In the ongoing challenging economic context, inequalities are increasing with many of the disadvantaged in society falling even more behind. Through the EEA and Norway Grants, Iceland, Liechtenstein and Norway contribute to improving conditions for the Roma and promoting social inclusion across central and southern Europe.
13/07/2012 - The estimated 10-12 million Roma population is Europe’s largest ethnic minority and also one of its most vulnerable groups. A survey by the EU Fundamental Rights Agency (2012) covering 11 EU countries shows that one in three Roma is unemployed, 20% are without health insurance and 90% live below national poverty lines.
In February 2012, the Council of Europe Commissioner for Human Rights issued a report showing how discrimination and human rights abuses against Roma are widespread. The EU acknowledges this challenge and, as of 2012, all member states are obliged to provide strategies for social inclusion and the improvement of the situation for Roma.

Roma inclusion in the EEA and Norway Grants

Roma inclusion is an important horizontal concern for the EEA and Norway Grants, in line with and complementary to the national Roma inclusion strategies.

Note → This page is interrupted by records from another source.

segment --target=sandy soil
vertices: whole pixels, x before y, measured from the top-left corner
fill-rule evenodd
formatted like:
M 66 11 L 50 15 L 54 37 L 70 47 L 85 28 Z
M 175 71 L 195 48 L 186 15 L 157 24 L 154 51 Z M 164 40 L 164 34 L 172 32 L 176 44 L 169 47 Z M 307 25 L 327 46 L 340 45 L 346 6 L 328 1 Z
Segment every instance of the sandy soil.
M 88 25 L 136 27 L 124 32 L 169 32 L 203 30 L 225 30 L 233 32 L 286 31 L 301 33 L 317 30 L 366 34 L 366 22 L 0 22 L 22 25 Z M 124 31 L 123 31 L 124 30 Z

Where relevant and possible, Roma inclusion is included in the programmes that are now being established in 15 EU countries.
Programmes that include initiatives to improve the situation for the Roma are being established in 9 EU countries: Bulgaria, the Czech Republic, Greece, Hungary, Portugal, Romania, Slovakia, Slovenia, and Spain. Several of these countries have large Roma minority populations. In Bulgaria and Romania, 10% of the programme funding is earmarked to support improvement of the situation of Roma minorities.